Even looking at the three respective head-to-head matchups between Toronto and Montreal, Saskatchewan and Winnipeg tells you just how different every game and each part of the CFL calendar has been in-season.

For the Argos and Alouettes it was a pair of early season matchups to kick things off in Week 4 and Week 6. In the first game Cody Fajardo led Montreal to a 30-20 road victory to remain undefeated. In that game Als running back Walter Fletcher had ten touches for just 25-yards total.

Two weeks later Cameron Dukes and the Argos came to Montreal and ended the Alouettes’ 13-game winning streak of any kind due in part to Fajardo injuring his hamstring and Toronto’s defence and special teams making the difference with a score for each non-offence unit.

Then it was an eleven week wait for the third and final game where Toronto would take the season series not thanks to returns or pick sixes, not even thanks to a big passing performance, but instead a 234 yard rushing day where they earned 7.8 yards per carry.

Three games, three different stories, three unique outcomes.

 

In the West Saskatchewan and Winnipeg would meet in a low scoring affair Week 7 where the still struggling Bombers lost 19-9 amidst their strangely slow start to 2024. Shea Patterson led the Riders to victory over Zach Collaros. Strange.

OK Tire Labour Day Weekend saw a more prototypical prairie rivalry game where Winnipeg spoiled the annual Regina party with a 35-33 win despite Collaros completing just twelve passes and Harris having 49 attempts with three touchdowns and no interceptions. Weird.

A week later in the rematch, Winnipeg won again despite running the ball for just 3.1 yards per carry on a whopping twenty attempts. Unusual.

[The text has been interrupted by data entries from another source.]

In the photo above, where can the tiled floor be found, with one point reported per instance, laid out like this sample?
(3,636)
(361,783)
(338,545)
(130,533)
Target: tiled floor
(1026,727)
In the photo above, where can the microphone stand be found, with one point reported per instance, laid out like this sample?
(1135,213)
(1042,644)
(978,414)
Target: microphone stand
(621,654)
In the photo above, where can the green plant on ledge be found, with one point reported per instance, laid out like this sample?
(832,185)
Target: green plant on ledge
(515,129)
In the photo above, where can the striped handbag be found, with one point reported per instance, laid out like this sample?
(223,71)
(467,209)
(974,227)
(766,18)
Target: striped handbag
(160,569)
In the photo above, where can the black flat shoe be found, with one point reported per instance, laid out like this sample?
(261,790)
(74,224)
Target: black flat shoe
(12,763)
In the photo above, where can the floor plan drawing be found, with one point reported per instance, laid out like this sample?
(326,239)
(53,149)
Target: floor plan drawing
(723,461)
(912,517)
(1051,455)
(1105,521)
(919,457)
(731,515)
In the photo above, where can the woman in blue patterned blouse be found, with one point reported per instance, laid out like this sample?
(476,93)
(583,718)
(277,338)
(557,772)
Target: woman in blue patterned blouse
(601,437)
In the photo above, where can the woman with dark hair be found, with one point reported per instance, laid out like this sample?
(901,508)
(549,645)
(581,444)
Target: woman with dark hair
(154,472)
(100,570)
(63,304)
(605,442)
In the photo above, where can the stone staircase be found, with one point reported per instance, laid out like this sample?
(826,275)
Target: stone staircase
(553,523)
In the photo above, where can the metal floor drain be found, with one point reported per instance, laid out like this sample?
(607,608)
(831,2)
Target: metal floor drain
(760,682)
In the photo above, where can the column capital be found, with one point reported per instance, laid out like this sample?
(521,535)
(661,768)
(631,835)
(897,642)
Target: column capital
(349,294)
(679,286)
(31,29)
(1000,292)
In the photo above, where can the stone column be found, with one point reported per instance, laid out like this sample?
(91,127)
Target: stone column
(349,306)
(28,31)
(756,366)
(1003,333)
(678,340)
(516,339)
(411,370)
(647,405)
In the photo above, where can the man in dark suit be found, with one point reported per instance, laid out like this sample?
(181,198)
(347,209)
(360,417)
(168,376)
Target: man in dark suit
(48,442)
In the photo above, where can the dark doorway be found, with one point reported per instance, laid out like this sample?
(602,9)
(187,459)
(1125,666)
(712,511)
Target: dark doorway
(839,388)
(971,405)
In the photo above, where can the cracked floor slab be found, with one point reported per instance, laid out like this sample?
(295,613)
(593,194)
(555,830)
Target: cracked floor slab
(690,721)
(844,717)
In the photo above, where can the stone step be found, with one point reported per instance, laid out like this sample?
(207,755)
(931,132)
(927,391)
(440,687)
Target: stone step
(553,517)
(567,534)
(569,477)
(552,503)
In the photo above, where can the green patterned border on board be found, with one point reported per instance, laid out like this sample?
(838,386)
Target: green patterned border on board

This has been the 2024 season in a nutshell. Every game is different and the numbers rarely point to the result as the formulaic recent years would. Adding to this is major league trends like sacks being down which has affected the Bombers more than anyone as Winnipeg ranks last in the CFL with just 26 takedowns in 2024. That is less than half of their 53 sacks in 2023. It is the first time since 2003 that Winnipeg ranked last in sacks.

All of this leads us to the Eastern and Western Finals where home teams have won 12 of the 14 playoff games since 2021. A weekend where Winnipeg is close to reaching a streak of five consecutive Grey Cup appearances for the first time in franchise history and Toronto aims to win the ultimate revenge game.

Throw the metrics out, forget about the previous matchups, tuck away your box score arguments. None of it matters. The only thing that will decide who goes to the 111th Grey Cup is four quarters of uniquely Canadian football between teams who know each other all too well.